Torani is a cool drink, which is the fermented water, or the stale water of the boiled rice. Usually, every Odia consumes Pakhala Bhata regularly, which is prepared in Odia household in summer. It is a lavish concoction of water, curd, boiled rice stirred together with some herbs and spices added on to it. The leftover water is consumed the next day as a drink.
In several parts of India, Lassi is consumed widely in the summers. In Odisha, ‘Ghola Dahi‘or ‘Chalha’, as it is called locally is an important beverage to quench the thirst during a hot day. Thick curd is stirred with water. Salt or sugar is added for a better feel. It is served to the guests with a pinch of mint leaves to make it tangy.

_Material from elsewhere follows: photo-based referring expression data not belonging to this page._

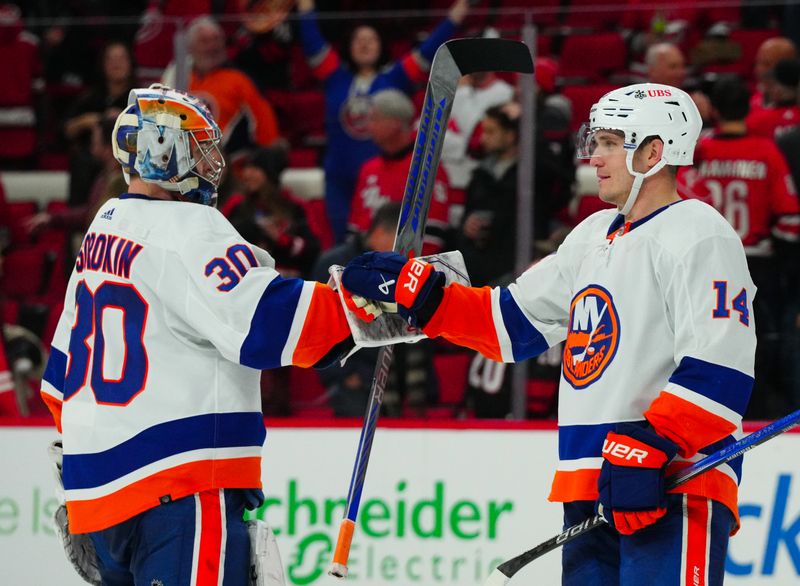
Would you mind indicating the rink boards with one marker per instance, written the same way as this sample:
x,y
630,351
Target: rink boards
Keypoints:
x,y
441,505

Mr. Vishvapavan Pati, a senior postal bureaucrat told Outlook, “This drink is very healthy and helps in digestion and keeping the stomach healthy.“
In the tribal areas of Odisha, a beverage called Mandia Peja is a rejuvenating drink that is preferred during hot summers. It is a wholesome soup that is prepared with ragi powder and the stale water of boiled rice. For the tribal people who find it difficult to survive the boiling heat, this drink plays a big role in bolstering the energy level.
The drink is convenient when it comes to preparation. Ragi powder is mixed with the stale liquid or the leftover water that had earlier been used in boiling the rice. It is later stored in a covered container for a few days to give a little sour taste.
A special type of panna is prepared in Western Odisha called ‘Jharapanna.’ It is made out of palua (arrowroot) a kind of root used for its medicinal property and soothing effect on stomach. It is mixed with curd or buttermilk, and widely consumed in hot summer. The preparation of this drink is time taking as compared to the other drinks.
The palua is soaked with a glass of water in a bowl, and is left undisturbed for around 20 minutes. The water then has to be drained, leaving behind the sediment. The sedimented palua is then cooked on a low flame, with half a glass of water added to it. It is slowly stirred, until a thick transparent paste is formed. The paste is then strained through a bhujiya mould, as it begins to drop like strands of noodles. Added with beaten curd, sugar or salt, and spices, the drink is then served chilled.
In coastal parts of Odisha such as Puri, humidity aggravates the discomfort among the locals. Coconut water is a favorite drink to combat heat, as coconuts are available plentifully in these areas.
Bhang, an intoxicant, added to any type of Pana, is quite popular in Puri.
Like the lip-smacking delicacies of Odisha, the beverages are exotic and are yet to come into limelight.